Name of the Vulnerable Software and Affected Versions Palo Alto Networks PAN-OS (affected versions not specified)

Description A PAN-OS URL filtering policy misconfiguration could allow a network-based attacker to conduct reflected and amplified TCP denial-of-service (RDoS) attacks. The DoS attack would appear to originate from a Palo Alto Networks PA-Series (hardware), VM-Series (virtual) and CN-Series (container) firewall against an attacker-specified target. To be misused by an external attacker, the firewall configuration must have a URL filtering profile with one or more blocked categories assigned to a source zone that has an external facing interface. This configuration is not typical for URL filtering and, if set, is likely unintended by the administrator. If exploited, this issue would not impact the confidentiality, integrity, or availability of the products.
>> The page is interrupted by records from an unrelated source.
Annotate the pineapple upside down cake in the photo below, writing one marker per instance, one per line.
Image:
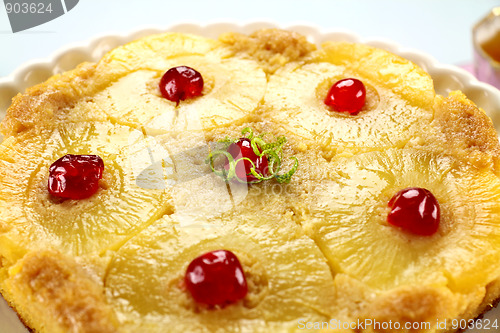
(247, 184)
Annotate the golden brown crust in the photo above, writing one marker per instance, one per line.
(273, 48)
(53, 294)
(41, 103)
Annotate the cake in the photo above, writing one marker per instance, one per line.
(253, 183)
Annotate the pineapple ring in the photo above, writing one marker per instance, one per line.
(350, 211)
(232, 91)
(33, 219)
(233, 86)
(394, 114)
(286, 274)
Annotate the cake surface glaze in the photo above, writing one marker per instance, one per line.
(313, 250)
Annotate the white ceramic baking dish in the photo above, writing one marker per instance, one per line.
(446, 78)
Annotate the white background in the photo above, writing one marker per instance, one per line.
(441, 28)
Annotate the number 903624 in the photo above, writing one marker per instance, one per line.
(28, 7)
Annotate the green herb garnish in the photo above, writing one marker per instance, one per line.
(273, 151)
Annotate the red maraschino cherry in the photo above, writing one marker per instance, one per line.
(180, 83)
(347, 95)
(415, 210)
(243, 149)
(216, 278)
(75, 176)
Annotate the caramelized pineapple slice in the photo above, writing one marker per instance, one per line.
(286, 273)
(33, 219)
(233, 87)
(349, 221)
(398, 104)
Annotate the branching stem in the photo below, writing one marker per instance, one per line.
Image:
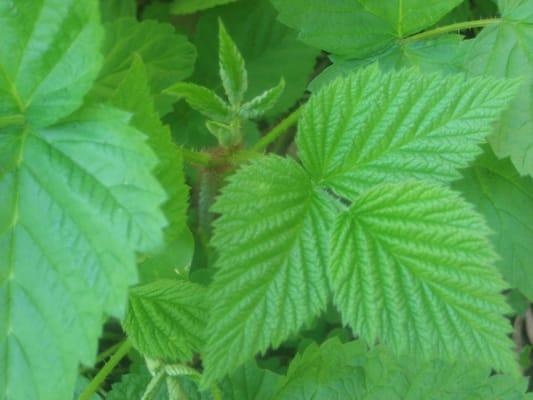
(101, 376)
(278, 130)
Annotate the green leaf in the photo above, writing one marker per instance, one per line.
(115, 9)
(359, 29)
(168, 57)
(231, 67)
(341, 371)
(49, 57)
(78, 200)
(191, 6)
(259, 105)
(506, 200)
(444, 54)
(332, 371)
(342, 27)
(372, 127)
(78, 203)
(133, 95)
(249, 382)
(133, 384)
(410, 16)
(165, 319)
(263, 42)
(411, 264)
(202, 100)
(272, 245)
(81, 383)
(504, 50)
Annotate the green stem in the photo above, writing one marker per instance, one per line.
(197, 157)
(10, 120)
(101, 376)
(103, 355)
(459, 26)
(215, 392)
(278, 130)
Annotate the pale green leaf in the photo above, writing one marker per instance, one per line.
(78, 200)
(263, 42)
(411, 265)
(168, 57)
(272, 246)
(359, 29)
(333, 371)
(166, 318)
(231, 66)
(506, 50)
(191, 6)
(133, 385)
(374, 127)
(201, 99)
(336, 371)
(506, 200)
(133, 95)
(341, 27)
(249, 382)
(77, 204)
(49, 57)
(444, 54)
(259, 105)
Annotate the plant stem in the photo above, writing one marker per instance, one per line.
(196, 157)
(103, 355)
(459, 26)
(278, 130)
(10, 120)
(101, 376)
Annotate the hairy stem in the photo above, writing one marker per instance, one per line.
(101, 376)
(278, 130)
(196, 157)
(459, 26)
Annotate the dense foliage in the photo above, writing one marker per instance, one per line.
(266, 199)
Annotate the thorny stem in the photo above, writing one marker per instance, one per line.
(459, 26)
(197, 157)
(278, 130)
(101, 376)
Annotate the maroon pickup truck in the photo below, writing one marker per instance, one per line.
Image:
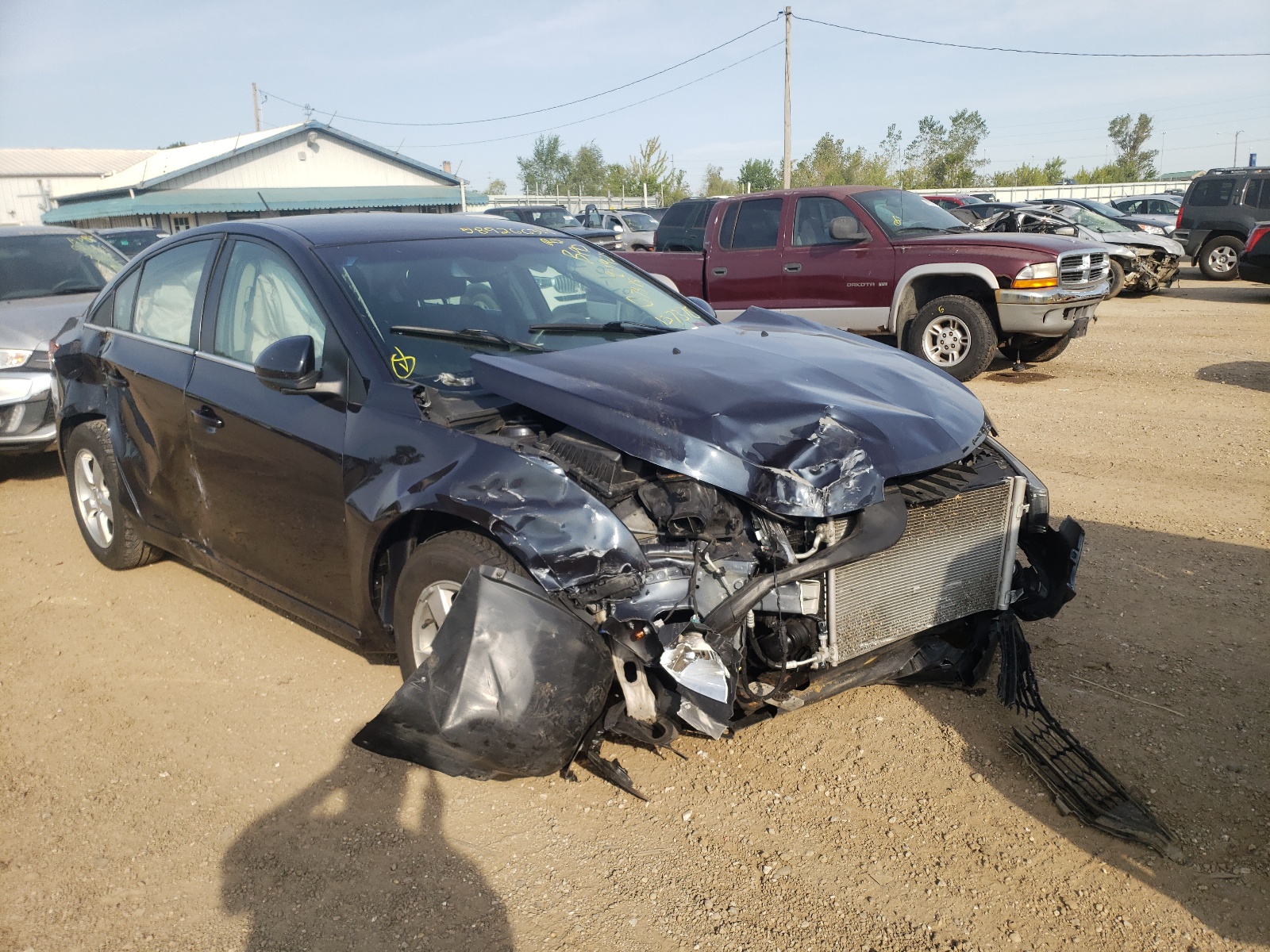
(884, 263)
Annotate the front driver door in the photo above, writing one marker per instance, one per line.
(270, 463)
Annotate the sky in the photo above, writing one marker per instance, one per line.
(139, 74)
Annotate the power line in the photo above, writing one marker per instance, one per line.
(1034, 52)
(610, 112)
(545, 109)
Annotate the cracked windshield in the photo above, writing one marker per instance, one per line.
(433, 304)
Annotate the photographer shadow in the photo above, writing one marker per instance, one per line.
(359, 860)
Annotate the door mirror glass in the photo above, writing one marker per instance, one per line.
(848, 228)
(287, 365)
(704, 306)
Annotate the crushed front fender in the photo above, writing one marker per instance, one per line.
(512, 685)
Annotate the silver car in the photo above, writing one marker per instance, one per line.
(634, 230)
(48, 278)
(1161, 209)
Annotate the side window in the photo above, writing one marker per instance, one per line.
(728, 226)
(1213, 192)
(103, 314)
(812, 220)
(759, 224)
(168, 291)
(262, 301)
(125, 296)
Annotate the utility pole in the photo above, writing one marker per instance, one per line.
(789, 158)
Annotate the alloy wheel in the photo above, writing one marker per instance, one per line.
(429, 612)
(93, 498)
(946, 340)
(1223, 259)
However, the resulting denial-of-service (DoS) attack may help obfuscate the identity of the attacker and implicate the firewall as the source of the attack.

Recommendations To prevent exploitation, users are recommended to remove the URL filtering policy that leads to this vulnerability and enable packet-based protection or flood protection using SYN cookie files on their Palo Alto Networks firewalls. At the moment, there is no information about a newer version that contains a fix for this vulnerability.